Selma-Dallas County YMCA CEO Leonard Speed and board member Juanda Maxwell were on hand to ask the committee to reinstate the lodging fee that was allocated to the recreation center until February.
“We’ve moved to a different level of struggle,” Maxwell said during the meeting. “We don’t see a way going forward without these funds.”
Maxwell and Speed rattled off a series of services the YMCA offers to the community, including a tutoring program for Selma City Schools elementary students, a “huge” basketball program, around 600 seniors that receive discounted membership rates and more.
Speed noted that the local YMCA is holding strong at around 1,500 members,but is still in need of assistance.
“We began to see our revenue begin to slip,” Speed said. “Certainly, having these lodging fees would help us to continue.
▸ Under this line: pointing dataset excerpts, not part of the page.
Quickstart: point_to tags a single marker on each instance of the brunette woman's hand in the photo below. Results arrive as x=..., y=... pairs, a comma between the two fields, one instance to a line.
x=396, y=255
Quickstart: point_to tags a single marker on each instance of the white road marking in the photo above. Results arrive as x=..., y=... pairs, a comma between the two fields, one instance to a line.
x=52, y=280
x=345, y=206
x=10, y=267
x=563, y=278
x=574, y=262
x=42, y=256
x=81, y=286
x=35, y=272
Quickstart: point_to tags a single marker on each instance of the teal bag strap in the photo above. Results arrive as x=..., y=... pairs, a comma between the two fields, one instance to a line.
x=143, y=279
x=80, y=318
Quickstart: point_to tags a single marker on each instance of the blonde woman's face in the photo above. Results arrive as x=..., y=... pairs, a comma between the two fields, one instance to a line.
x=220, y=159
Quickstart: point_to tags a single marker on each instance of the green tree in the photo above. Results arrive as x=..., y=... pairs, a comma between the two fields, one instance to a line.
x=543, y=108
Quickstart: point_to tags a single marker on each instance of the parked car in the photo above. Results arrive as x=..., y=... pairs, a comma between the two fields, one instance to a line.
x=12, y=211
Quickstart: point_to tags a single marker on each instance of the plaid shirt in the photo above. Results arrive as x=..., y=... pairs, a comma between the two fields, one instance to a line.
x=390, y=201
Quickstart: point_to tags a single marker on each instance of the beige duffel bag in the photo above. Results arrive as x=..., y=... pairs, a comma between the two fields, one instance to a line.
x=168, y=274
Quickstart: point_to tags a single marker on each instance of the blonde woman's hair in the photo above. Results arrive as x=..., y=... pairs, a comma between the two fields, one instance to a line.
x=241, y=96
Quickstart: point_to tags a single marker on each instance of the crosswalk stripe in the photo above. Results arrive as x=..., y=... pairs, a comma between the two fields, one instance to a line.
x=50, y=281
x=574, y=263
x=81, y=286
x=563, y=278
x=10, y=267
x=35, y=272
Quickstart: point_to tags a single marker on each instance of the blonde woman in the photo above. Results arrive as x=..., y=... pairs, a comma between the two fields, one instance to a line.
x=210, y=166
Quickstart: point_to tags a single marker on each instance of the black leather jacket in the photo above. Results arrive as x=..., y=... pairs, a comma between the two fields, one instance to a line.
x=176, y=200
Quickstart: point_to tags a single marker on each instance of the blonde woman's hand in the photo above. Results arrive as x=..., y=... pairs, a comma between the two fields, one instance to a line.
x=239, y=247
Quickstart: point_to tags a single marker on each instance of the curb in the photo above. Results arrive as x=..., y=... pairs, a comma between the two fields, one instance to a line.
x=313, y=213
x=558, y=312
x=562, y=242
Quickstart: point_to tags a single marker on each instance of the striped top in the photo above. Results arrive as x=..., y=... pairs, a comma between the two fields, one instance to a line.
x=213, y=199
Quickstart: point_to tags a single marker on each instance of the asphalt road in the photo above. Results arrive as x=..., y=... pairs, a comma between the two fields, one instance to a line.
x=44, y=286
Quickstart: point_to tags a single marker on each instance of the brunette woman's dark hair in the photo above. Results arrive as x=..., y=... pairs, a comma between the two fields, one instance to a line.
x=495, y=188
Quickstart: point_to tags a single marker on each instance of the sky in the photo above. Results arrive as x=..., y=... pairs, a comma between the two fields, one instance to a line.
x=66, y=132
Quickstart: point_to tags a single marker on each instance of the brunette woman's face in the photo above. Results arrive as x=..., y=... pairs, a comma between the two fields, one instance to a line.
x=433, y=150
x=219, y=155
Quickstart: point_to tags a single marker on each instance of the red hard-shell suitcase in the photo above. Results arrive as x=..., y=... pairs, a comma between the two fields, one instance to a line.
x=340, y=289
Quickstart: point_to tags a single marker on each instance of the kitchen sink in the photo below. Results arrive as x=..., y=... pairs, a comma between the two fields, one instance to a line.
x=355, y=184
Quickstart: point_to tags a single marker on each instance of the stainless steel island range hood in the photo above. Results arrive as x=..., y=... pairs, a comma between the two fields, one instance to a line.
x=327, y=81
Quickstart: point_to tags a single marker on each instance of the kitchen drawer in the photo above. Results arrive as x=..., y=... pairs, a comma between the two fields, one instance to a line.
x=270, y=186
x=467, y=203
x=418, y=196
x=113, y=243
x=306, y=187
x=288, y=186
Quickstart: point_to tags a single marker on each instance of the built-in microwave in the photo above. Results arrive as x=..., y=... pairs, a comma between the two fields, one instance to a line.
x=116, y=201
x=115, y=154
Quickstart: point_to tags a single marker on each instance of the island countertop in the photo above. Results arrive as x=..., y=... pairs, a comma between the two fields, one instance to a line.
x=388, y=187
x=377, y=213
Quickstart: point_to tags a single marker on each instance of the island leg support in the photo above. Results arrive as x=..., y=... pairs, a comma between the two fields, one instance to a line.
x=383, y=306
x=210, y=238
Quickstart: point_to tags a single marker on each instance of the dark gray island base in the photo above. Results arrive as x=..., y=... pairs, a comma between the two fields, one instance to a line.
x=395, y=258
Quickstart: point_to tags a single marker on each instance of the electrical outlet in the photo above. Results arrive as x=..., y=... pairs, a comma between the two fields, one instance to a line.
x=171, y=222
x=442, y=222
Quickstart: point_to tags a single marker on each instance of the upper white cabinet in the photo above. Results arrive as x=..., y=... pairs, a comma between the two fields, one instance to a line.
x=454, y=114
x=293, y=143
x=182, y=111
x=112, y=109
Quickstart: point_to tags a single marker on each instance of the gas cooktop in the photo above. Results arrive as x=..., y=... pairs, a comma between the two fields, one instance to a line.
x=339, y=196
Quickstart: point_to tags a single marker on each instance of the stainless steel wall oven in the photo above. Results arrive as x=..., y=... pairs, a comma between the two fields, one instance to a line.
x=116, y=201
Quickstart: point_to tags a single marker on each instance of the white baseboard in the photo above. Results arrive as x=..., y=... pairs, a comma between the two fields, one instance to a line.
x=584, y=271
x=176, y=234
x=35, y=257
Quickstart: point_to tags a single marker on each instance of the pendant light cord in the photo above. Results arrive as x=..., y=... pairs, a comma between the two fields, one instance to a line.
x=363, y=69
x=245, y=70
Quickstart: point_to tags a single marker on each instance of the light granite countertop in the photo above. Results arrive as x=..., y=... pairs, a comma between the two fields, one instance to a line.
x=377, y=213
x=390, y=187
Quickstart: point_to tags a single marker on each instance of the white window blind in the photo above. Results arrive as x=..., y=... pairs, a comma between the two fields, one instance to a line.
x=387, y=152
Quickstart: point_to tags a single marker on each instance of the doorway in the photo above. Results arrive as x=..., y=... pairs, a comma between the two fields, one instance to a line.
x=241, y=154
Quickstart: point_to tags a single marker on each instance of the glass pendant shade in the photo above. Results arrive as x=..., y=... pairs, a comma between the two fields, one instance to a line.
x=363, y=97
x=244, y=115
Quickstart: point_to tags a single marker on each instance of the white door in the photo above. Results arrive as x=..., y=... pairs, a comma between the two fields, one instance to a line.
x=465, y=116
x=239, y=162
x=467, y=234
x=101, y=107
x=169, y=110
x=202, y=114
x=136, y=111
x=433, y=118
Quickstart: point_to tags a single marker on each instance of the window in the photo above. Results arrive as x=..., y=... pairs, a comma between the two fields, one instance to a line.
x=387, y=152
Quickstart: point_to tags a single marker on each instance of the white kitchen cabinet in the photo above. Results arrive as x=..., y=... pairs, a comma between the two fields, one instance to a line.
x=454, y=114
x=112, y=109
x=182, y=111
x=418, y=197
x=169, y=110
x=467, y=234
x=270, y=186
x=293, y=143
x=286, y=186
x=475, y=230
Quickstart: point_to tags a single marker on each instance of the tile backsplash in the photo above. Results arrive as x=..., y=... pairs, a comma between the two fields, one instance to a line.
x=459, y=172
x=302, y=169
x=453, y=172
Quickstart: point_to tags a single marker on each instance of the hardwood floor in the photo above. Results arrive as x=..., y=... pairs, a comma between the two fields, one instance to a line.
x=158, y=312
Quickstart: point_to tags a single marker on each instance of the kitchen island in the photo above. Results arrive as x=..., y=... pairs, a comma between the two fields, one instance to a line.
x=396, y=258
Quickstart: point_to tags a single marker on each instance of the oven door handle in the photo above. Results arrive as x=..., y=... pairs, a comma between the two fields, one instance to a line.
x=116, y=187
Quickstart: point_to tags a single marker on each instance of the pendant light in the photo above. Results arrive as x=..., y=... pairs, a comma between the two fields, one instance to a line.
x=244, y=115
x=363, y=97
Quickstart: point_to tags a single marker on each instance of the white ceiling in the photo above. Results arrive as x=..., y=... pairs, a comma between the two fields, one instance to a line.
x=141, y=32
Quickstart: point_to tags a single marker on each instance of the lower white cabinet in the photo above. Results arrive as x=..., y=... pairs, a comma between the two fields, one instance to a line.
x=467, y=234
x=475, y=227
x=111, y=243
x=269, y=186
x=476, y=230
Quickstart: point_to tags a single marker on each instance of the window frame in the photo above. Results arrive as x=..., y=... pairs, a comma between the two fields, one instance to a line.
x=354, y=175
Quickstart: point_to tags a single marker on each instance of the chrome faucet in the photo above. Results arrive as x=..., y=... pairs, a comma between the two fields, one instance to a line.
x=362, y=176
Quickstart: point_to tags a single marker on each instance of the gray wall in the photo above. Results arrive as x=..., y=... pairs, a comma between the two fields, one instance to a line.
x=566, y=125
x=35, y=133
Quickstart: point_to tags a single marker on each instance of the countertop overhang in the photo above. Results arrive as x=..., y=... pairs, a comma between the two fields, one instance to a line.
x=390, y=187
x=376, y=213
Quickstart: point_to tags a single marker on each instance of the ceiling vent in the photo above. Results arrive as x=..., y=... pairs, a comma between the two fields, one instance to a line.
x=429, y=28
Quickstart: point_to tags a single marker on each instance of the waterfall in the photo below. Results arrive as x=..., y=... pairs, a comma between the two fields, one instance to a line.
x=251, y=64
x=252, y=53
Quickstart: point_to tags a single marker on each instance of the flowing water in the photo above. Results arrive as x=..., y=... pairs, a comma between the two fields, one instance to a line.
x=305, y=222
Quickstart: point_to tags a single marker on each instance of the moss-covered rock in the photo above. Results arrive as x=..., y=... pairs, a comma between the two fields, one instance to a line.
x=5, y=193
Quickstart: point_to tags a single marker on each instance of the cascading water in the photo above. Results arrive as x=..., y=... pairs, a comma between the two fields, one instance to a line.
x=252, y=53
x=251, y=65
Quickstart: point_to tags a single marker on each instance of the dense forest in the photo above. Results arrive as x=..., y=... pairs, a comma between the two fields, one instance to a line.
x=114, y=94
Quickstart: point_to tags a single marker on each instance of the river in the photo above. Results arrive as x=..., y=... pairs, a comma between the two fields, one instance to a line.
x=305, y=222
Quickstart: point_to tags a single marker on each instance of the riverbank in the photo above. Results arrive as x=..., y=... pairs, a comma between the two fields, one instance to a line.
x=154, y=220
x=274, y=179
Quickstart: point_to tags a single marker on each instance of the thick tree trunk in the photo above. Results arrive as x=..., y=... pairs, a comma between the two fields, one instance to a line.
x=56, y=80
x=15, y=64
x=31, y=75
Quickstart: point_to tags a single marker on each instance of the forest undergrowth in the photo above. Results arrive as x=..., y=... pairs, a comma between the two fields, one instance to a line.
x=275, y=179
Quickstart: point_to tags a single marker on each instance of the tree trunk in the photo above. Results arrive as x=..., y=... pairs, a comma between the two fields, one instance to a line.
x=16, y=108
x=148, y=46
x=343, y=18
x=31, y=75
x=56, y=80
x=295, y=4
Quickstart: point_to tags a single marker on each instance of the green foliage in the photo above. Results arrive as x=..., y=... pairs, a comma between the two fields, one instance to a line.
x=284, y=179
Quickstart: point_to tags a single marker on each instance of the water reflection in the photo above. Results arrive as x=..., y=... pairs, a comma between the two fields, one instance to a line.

That would really, truly benefit us.”
Maxwell stated that the YMCA would be forced to close if no new funding could be attained, noting that the center’s staff is at “bare bone” levels.
“We are an essential player in the community,” Maxwell said, adding that losing the YMCA would be akin to losing a hospital or library. “Service is what we are and what we are about.”
For her part, Selma City Councilwoman Susan Youngblood, who chairs the committee, supports reallocating the lodging fee.
Selma City Councilman John Leashore, who isn’t a member of the committee but was invited to be involved in the absence of other committee members, agreed.
“I do support reactivating the support for the Y,” Leashore said. “I think that whatever we do…to help the Y will be money well spent.”
Maxwell briefly spoke about the ongoing efforts of the Selma Redevelopment Authority (SRA), specifically the recent Design Selma event that the organization hosted.
“We’re not going to tell Selma what it wants,” Maxwell said. “We want Selma to tell us what [it] wants.”
Maxwell also noted that work is being done to lure potential businesses into the city’s Opportunity Zone and the organization is looking to add a community advocate to its payroll.
Also on hand for the meeting was Becky Youngblood, Executive Director of ArtsRevive, who, along with providing an update on her organization’s work in the city, asked only that ArtsRevive receive level funding in the upcoming budget at $2,500.
Becky Youngblood boasted about the success of the pocket park downtown, which recently began hosting yoga sessions, and a potential retail space coming to Water Avenue.